I completely agree with @Themis and I do not understand the downvotes either. The problem of what constitutes spontaneous or non-spontaneous process is not a trivial one because the adjective describes human thinking and is not easy to define it in mathematical language. The issue is similar to the unease most of us must have felt having, the first time, learned of Lord Kelvin's formulation of the 2nd law:
It is impossible, by means of inanimate material agency, to derive
mechanical effect from any portion of matter by cooling it below the
temperature of the coldest of the surrounding objects
The same question could be asked how to put the "some other change" of Clausius into, say, a differential equation form:
Heat can never pass from a colder to a warmer body without some other
change, connected therewith, occurring at the same time.
I have never understood what is being an "inanimate material agency" or "some other change" has to do with entropy, isothermal heating/cooling, or a differential inequality?

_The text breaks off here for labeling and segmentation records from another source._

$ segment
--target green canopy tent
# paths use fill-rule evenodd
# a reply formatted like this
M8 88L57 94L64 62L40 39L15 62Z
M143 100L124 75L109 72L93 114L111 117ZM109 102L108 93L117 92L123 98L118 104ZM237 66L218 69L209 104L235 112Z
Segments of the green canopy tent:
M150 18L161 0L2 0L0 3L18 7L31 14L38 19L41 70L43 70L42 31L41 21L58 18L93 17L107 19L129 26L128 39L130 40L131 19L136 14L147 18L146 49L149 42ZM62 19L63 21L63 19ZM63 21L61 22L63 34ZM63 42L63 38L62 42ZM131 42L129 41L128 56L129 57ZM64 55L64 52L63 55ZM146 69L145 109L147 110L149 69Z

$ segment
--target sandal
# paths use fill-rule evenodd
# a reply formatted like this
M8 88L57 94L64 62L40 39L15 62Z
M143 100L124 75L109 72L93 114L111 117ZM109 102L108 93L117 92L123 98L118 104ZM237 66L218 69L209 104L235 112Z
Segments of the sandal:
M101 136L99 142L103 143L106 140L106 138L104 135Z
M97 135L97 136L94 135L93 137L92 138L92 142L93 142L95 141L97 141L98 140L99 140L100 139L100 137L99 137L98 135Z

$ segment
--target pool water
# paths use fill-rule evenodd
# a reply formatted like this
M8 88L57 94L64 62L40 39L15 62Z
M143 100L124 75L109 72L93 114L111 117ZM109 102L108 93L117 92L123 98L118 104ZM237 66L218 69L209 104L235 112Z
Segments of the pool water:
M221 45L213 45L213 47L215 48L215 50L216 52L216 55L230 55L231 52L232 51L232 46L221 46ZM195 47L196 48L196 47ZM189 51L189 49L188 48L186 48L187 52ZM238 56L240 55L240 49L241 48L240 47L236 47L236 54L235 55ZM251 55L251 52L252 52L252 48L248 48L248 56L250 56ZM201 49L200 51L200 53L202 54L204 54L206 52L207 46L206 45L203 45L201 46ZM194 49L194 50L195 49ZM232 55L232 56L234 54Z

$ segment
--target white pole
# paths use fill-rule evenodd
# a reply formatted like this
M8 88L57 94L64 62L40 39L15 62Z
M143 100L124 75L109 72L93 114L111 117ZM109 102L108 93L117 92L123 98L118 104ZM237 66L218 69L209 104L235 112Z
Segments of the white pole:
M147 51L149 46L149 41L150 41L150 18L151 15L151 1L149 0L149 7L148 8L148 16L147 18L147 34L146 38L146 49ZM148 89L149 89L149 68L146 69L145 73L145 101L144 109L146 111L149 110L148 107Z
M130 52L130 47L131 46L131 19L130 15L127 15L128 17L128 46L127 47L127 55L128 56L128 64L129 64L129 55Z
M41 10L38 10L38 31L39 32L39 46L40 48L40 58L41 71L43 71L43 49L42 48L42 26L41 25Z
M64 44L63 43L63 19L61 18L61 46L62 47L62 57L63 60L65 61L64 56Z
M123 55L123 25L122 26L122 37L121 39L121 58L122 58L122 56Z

There has always been a stressful and strained relationship, pun intended, between real irreversible processes and classical thermo-statics whose concepts are based on reversible, i.e., non-real processes, and I believe your question is one manifestation of that. A possible way, though not explicitly emphasized by the author, is Pippard's "hole-in-the-wall" argument that formulates the 2nd law as "It is not possible to vary the constraints of an isolated system in such a way as to decrease the entropy".
If you restrict the 2nd law this way then the question what spontaneity is becomes easier to answer: spontaneous is what happens when you remove a constraint in an isolated system but do nothing else from the outside. Entropy is well-defined before and after the removal of the constraint because the isolated system starts and ends in equilibrium, thermo-statics to start and thermo-dynamics in between to proceed, and if anything happens in between that will increase the entropy. The system being isolated may include in and with all its complexity reservoirs, work bodies, fields, etc.